Today I donated the last box of my book Focus on Healing to the church fair. It was published just before print-on-demand paperbacks and ebooks became widespread, and although it was well received by readers, more copies were printed than were sold. I didn’t want to be like the author I once heard about whose garage was full of his own books when he died, and whose heirs gave the books away at his funeral.
Just as new cars start losing value as soon as they are sold, books on medical and healthcare topics start going out of date as soon as they are published. The content of Focus on Healing is still valid, and the ebook version is still available, but there is new information that could be added if I wrote a second edition. I’m not intending to do that, because I no longer work in the healthcare field.

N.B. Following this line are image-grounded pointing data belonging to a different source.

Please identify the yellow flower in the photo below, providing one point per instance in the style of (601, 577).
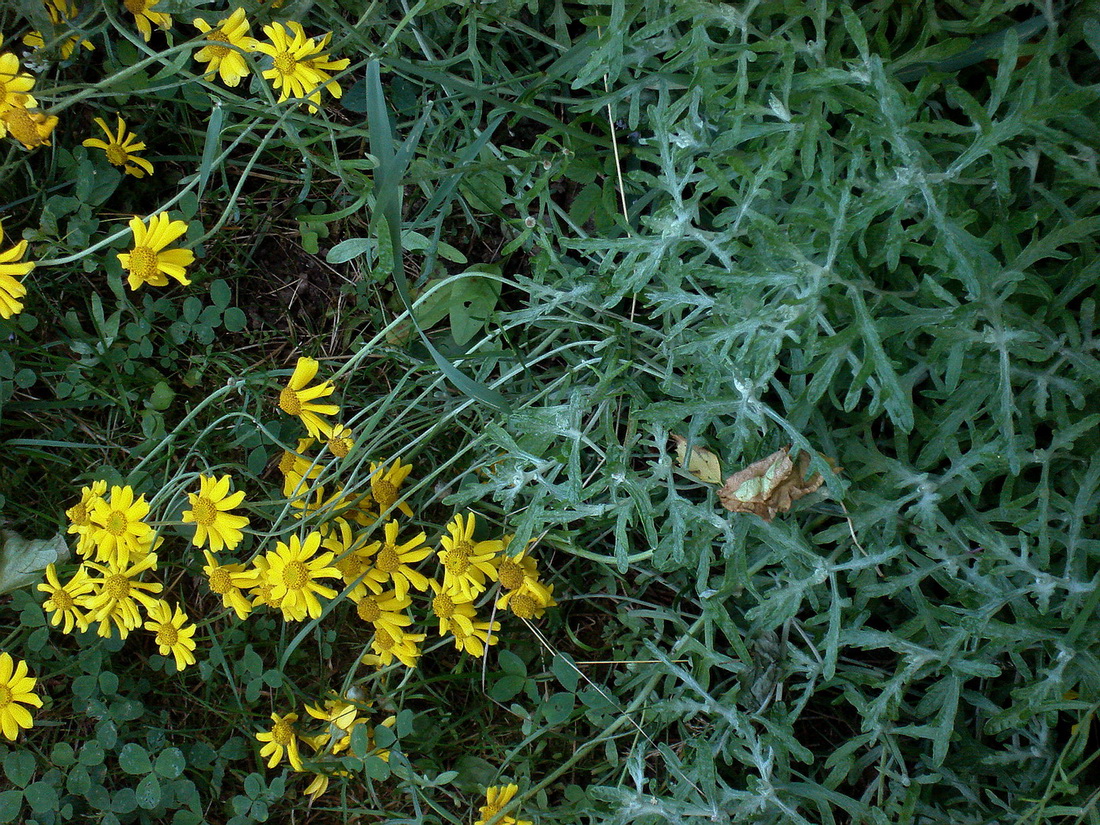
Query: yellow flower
(298, 399)
(15, 690)
(299, 68)
(476, 641)
(120, 149)
(213, 525)
(526, 595)
(449, 612)
(466, 564)
(282, 737)
(149, 261)
(61, 12)
(118, 593)
(11, 290)
(227, 62)
(144, 17)
(117, 528)
(392, 562)
(79, 516)
(173, 633)
(226, 580)
(528, 603)
(388, 645)
(257, 582)
(14, 86)
(386, 483)
(352, 560)
(293, 572)
(66, 600)
(496, 798)
(518, 571)
(340, 440)
(384, 612)
(31, 129)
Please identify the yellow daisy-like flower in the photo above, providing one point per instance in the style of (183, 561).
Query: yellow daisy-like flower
(14, 85)
(296, 398)
(173, 633)
(526, 602)
(219, 55)
(31, 129)
(118, 594)
(386, 483)
(282, 738)
(149, 261)
(496, 798)
(466, 563)
(79, 516)
(299, 68)
(340, 440)
(226, 580)
(117, 528)
(294, 574)
(11, 290)
(352, 560)
(450, 611)
(61, 12)
(17, 689)
(65, 601)
(384, 612)
(388, 645)
(145, 18)
(120, 149)
(518, 571)
(257, 581)
(392, 562)
(475, 642)
(213, 524)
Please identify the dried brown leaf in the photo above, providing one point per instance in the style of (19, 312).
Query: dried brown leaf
(769, 485)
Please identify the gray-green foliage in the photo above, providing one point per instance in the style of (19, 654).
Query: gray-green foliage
(899, 275)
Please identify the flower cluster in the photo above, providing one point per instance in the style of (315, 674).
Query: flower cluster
(351, 545)
(337, 721)
(19, 116)
(496, 798)
(17, 689)
(118, 547)
(11, 268)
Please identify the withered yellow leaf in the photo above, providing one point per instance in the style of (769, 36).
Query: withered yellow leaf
(702, 463)
(769, 485)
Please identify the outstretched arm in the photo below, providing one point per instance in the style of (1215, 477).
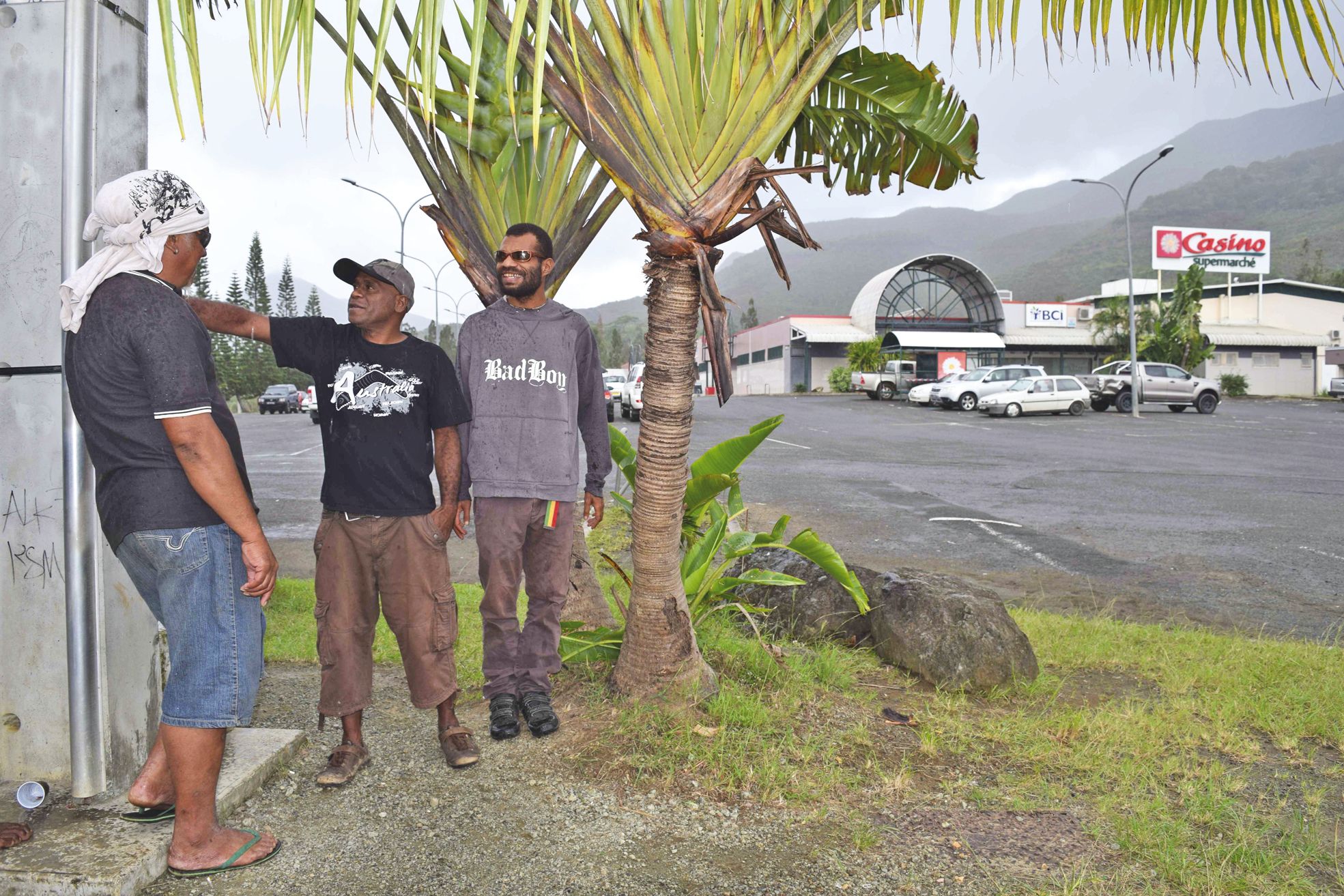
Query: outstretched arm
(222, 317)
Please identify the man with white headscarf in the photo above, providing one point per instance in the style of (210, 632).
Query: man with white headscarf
(173, 496)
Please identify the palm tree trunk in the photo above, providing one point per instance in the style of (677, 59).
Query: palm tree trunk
(585, 602)
(660, 654)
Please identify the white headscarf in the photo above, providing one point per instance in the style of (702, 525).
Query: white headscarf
(136, 215)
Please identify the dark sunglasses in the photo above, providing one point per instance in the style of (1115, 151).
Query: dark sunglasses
(520, 256)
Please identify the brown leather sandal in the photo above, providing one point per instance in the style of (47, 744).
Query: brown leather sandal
(342, 765)
(459, 747)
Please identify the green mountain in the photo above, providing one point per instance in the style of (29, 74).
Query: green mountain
(1061, 240)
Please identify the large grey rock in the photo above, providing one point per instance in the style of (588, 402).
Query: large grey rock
(948, 632)
(945, 631)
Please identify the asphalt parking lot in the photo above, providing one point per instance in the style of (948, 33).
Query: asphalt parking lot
(1230, 519)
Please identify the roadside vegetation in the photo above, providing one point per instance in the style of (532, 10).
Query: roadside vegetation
(1199, 762)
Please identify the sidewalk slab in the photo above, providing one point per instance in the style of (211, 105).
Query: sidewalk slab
(87, 851)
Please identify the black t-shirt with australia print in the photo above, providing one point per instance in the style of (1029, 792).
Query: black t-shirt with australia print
(378, 407)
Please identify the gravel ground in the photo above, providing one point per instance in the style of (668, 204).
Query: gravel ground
(527, 821)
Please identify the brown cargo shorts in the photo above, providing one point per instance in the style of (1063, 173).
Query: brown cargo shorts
(402, 563)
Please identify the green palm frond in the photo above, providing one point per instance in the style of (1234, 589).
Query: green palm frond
(875, 115)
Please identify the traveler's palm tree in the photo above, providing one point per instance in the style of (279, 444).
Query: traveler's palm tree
(681, 102)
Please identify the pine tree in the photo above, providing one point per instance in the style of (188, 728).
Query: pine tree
(201, 281)
(255, 284)
(287, 300)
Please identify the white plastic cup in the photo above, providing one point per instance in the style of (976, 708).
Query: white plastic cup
(33, 793)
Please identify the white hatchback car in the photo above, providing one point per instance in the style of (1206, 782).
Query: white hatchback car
(1038, 395)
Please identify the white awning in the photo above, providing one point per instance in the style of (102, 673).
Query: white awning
(1255, 335)
(1057, 336)
(954, 341)
(839, 331)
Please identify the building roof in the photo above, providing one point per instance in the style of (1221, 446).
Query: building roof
(951, 341)
(1256, 335)
(1050, 336)
(823, 330)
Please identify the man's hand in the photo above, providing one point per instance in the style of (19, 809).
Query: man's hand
(444, 517)
(463, 517)
(592, 510)
(261, 570)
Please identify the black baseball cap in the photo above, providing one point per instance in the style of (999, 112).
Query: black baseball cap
(381, 269)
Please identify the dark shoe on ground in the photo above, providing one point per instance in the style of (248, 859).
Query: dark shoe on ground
(342, 765)
(459, 747)
(539, 714)
(503, 717)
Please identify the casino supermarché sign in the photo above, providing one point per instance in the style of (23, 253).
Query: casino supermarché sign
(1234, 252)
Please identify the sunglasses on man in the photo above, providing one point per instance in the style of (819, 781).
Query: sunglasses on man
(520, 256)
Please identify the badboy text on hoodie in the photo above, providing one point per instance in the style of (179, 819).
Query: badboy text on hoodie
(532, 382)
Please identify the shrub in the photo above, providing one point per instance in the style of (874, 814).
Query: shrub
(839, 378)
(1233, 384)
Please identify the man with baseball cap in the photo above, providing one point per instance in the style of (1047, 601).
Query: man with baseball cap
(389, 406)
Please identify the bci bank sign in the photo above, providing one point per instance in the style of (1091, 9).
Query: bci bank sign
(1047, 316)
(1234, 252)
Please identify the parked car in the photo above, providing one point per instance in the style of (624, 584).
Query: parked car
(281, 398)
(612, 384)
(309, 403)
(965, 392)
(1038, 395)
(632, 394)
(1160, 384)
(922, 394)
(893, 379)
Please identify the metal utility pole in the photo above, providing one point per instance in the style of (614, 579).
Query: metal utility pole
(84, 663)
(1136, 390)
(399, 215)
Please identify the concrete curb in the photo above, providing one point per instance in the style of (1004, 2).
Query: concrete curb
(87, 851)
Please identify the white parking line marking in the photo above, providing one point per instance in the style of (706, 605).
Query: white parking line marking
(1324, 554)
(971, 519)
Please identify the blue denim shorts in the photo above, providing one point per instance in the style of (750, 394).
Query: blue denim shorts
(191, 579)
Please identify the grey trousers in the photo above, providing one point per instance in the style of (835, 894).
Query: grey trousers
(515, 543)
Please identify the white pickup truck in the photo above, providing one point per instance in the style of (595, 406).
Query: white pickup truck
(893, 379)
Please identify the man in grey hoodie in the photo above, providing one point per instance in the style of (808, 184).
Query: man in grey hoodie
(532, 381)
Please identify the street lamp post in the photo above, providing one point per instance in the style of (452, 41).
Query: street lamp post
(397, 212)
(435, 280)
(1136, 390)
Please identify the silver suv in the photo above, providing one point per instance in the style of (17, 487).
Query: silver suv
(965, 392)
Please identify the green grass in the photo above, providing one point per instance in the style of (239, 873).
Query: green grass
(1212, 761)
(292, 632)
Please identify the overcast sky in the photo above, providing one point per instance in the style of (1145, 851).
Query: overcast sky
(1037, 127)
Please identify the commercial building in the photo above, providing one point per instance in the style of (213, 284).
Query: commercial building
(945, 313)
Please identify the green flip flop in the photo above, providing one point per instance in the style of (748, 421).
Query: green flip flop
(229, 865)
(151, 814)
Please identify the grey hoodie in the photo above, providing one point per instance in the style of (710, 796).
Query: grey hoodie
(532, 381)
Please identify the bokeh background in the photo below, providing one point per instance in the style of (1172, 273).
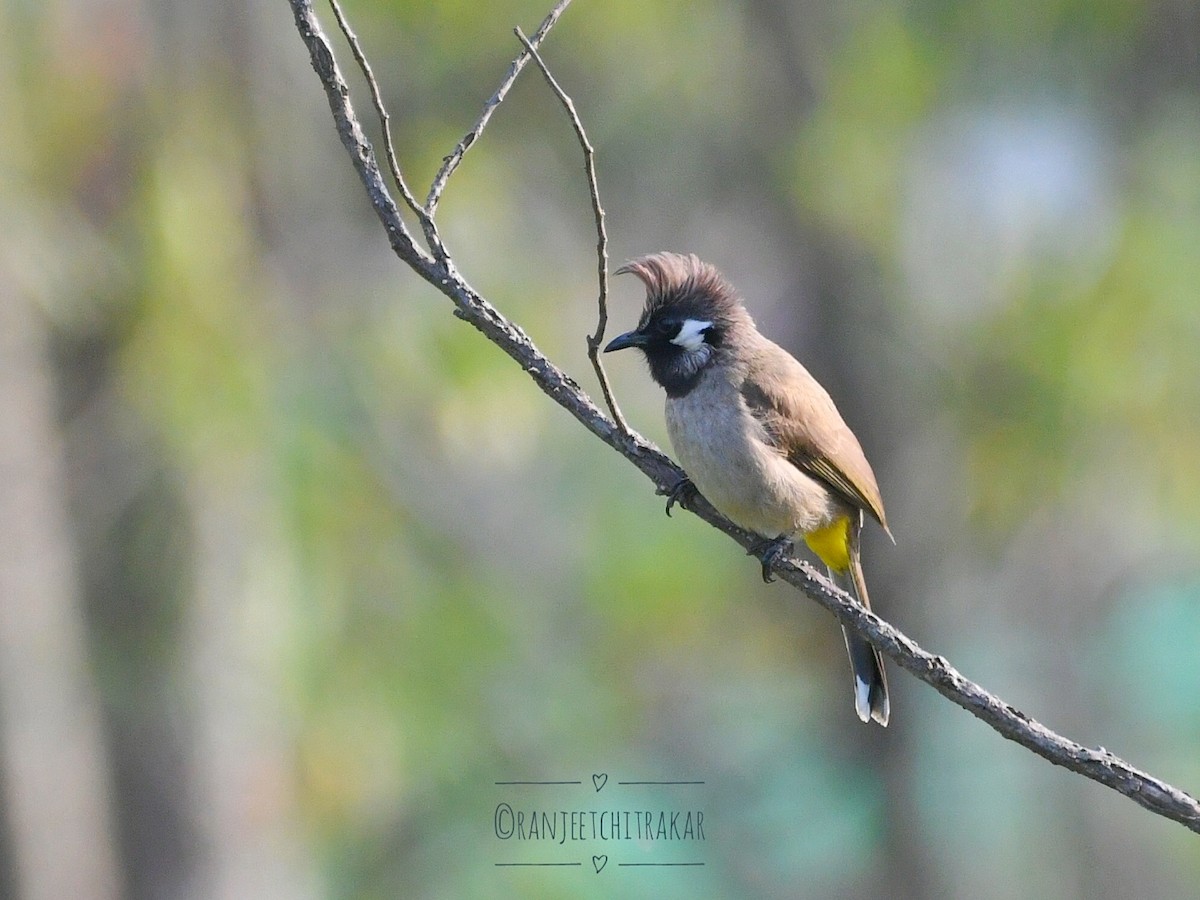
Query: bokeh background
(295, 567)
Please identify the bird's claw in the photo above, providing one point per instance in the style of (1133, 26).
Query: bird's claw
(683, 493)
(769, 552)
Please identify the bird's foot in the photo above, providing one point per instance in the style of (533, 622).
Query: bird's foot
(683, 493)
(769, 552)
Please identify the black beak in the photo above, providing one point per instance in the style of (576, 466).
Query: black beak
(630, 339)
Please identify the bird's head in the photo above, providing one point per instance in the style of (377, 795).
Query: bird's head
(690, 317)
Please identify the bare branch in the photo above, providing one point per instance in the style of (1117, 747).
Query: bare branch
(432, 238)
(451, 162)
(1098, 765)
(349, 130)
(597, 340)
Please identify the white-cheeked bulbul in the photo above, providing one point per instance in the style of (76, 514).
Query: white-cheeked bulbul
(757, 436)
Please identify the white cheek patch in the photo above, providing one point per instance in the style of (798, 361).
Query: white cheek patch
(691, 334)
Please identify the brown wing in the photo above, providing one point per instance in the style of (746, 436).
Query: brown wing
(804, 424)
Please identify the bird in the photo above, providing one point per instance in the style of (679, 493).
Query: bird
(759, 436)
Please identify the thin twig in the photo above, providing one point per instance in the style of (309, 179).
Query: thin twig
(354, 139)
(597, 340)
(1098, 765)
(451, 162)
(432, 238)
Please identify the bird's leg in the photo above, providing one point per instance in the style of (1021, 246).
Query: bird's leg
(683, 493)
(769, 551)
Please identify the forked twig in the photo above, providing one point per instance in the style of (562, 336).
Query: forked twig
(594, 341)
(451, 162)
(432, 238)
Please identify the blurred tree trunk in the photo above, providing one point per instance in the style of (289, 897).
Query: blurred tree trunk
(52, 743)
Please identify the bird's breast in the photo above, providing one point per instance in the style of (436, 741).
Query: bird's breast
(729, 456)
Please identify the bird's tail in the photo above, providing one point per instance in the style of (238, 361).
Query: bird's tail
(870, 683)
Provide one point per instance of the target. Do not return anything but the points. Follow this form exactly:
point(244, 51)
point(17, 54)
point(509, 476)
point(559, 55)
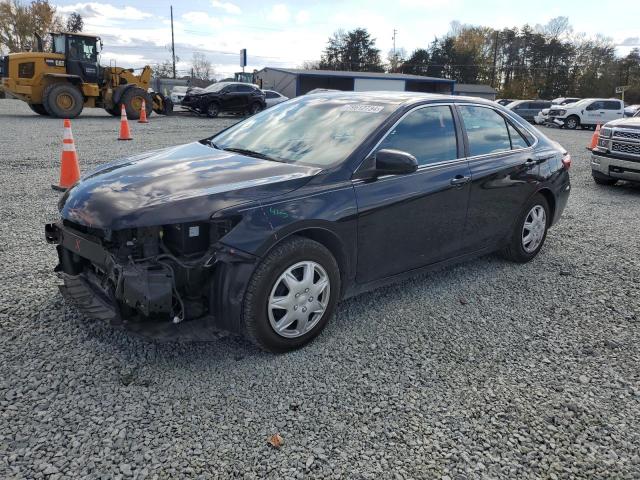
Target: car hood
point(198, 91)
point(178, 184)
point(629, 122)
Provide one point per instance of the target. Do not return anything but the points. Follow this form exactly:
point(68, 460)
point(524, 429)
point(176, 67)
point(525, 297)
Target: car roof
point(399, 98)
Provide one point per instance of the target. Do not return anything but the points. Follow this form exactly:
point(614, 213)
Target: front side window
point(612, 105)
point(486, 130)
point(517, 140)
point(429, 134)
point(83, 49)
point(312, 130)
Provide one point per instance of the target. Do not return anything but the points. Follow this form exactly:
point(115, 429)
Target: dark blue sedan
point(264, 227)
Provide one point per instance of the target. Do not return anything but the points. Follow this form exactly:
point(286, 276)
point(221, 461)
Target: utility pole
point(495, 59)
point(173, 46)
point(395, 56)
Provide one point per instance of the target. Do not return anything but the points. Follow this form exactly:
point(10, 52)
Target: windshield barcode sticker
point(354, 107)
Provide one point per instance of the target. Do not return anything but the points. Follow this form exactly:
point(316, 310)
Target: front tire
point(39, 109)
point(530, 231)
point(291, 295)
point(63, 100)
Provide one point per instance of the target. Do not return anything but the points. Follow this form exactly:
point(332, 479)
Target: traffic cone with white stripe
point(125, 134)
point(143, 113)
point(69, 167)
point(594, 138)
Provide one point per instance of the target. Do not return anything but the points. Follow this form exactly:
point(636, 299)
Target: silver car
point(617, 154)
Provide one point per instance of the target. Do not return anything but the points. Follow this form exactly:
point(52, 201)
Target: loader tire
point(63, 100)
point(132, 101)
point(38, 108)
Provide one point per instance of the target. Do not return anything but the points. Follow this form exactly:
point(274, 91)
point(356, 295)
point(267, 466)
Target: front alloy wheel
point(291, 295)
point(299, 299)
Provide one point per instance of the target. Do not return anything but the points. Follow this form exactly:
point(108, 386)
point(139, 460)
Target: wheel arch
point(324, 236)
point(551, 200)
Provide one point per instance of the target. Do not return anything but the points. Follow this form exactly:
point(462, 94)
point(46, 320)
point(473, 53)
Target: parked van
point(587, 113)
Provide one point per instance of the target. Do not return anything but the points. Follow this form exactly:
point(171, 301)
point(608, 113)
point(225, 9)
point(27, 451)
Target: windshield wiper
point(250, 153)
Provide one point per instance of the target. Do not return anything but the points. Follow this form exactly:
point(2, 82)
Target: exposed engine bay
point(151, 274)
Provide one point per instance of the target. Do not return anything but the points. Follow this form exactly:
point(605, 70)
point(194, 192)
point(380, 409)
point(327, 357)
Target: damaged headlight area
point(163, 273)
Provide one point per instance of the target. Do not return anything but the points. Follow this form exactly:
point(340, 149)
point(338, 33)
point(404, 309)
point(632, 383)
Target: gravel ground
point(483, 370)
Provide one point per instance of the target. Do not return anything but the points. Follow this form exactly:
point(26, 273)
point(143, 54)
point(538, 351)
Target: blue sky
point(281, 33)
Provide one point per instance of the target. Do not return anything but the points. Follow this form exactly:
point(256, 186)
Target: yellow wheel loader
point(62, 81)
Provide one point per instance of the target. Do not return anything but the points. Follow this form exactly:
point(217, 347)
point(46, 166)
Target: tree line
point(526, 62)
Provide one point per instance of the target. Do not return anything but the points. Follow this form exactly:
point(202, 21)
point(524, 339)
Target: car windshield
point(312, 130)
point(216, 87)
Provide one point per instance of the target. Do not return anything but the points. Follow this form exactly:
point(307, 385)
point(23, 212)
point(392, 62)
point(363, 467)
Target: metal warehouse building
point(475, 90)
point(293, 82)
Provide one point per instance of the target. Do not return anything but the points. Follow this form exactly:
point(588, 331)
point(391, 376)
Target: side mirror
point(394, 162)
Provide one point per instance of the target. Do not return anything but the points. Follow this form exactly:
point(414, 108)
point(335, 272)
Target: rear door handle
point(459, 180)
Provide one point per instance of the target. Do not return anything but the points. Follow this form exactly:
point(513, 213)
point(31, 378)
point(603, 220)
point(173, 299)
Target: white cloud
point(302, 16)
point(228, 7)
point(279, 13)
point(101, 13)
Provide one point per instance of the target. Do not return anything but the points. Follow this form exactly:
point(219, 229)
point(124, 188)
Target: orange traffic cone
point(594, 138)
point(69, 168)
point(143, 113)
point(125, 134)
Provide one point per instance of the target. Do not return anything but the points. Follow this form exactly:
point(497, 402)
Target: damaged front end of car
point(169, 282)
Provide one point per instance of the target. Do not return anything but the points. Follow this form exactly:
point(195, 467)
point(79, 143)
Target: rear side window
point(612, 105)
point(429, 134)
point(486, 130)
point(517, 140)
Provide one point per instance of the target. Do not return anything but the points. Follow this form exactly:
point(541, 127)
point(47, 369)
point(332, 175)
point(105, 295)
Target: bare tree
point(75, 22)
point(202, 68)
point(19, 22)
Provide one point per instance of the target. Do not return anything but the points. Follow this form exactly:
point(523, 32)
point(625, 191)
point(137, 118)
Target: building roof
point(345, 74)
point(473, 88)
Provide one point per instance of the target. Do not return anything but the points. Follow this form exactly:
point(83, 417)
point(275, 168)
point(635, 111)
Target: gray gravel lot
point(483, 370)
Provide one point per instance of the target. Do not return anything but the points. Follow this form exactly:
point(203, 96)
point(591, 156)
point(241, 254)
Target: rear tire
point(602, 179)
point(530, 231)
point(132, 101)
point(270, 281)
point(39, 109)
point(63, 100)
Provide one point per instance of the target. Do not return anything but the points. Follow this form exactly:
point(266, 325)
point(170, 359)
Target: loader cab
point(81, 54)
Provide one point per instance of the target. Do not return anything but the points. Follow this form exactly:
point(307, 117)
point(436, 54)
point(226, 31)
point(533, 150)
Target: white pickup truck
point(587, 113)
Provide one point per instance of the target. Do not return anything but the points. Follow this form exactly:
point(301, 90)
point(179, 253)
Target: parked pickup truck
point(587, 113)
point(617, 154)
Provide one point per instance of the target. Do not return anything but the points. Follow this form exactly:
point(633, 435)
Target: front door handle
point(460, 180)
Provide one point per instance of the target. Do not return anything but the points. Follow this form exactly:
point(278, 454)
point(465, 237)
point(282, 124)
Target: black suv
point(233, 97)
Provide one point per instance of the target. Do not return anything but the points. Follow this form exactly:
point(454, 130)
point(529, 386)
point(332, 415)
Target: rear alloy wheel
point(530, 231)
point(63, 100)
point(572, 122)
point(291, 295)
point(213, 109)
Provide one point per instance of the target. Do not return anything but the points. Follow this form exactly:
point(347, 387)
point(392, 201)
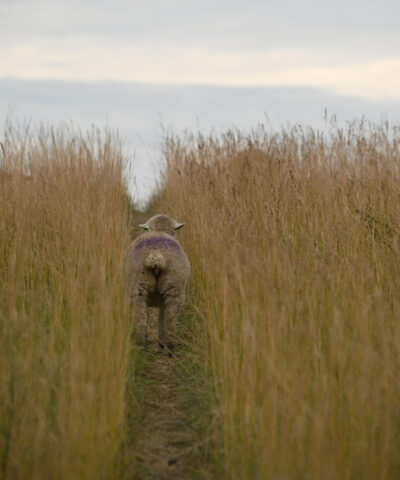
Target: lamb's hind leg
point(161, 338)
point(170, 311)
point(141, 320)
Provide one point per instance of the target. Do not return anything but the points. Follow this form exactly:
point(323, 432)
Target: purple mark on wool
point(157, 242)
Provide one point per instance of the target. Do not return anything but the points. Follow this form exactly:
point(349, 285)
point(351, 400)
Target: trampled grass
point(64, 324)
point(294, 242)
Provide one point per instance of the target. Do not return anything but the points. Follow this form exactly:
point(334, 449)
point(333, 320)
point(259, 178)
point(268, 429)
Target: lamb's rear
point(158, 271)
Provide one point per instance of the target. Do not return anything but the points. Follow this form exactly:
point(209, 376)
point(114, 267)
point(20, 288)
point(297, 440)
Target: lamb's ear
point(145, 226)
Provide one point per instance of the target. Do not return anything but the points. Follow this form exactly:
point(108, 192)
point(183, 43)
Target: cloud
point(195, 65)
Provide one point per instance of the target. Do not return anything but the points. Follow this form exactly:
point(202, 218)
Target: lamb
point(158, 271)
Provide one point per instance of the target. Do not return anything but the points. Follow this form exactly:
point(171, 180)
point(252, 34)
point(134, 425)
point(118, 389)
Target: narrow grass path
point(165, 439)
point(171, 424)
point(169, 418)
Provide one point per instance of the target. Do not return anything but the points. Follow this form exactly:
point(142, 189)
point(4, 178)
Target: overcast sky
point(347, 46)
point(336, 49)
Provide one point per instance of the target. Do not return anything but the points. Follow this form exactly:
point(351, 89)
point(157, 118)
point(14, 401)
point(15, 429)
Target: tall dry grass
point(64, 329)
point(294, 242)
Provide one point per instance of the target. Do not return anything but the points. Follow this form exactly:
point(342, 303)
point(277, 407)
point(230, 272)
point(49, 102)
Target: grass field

Novels do not go out of date in the same way, although most sales usually occur in the first few months after publication. My own latest You Yet Shall Die is certainly selling better than my earlier ones, the Dr Peabody series which provide a somewhat cynical picture of medical practice in the 1980s, and the Three Novellas which are mystery/romances set between England and New Zealand. Some readers dislike older novels simply because their content seems out of fashion, or because they convey racist or sexist views, intolerance of minority groups, or other attitudes that would be indefensible today. Other readers accept these things as representative of the time the novels were written, and find that the historical aspect adds to the interest of the story.
A few older books become classics. Most of them fade into obscurity unless, rather sadly I think, they only become popular after being mentioned in the author’s obituary.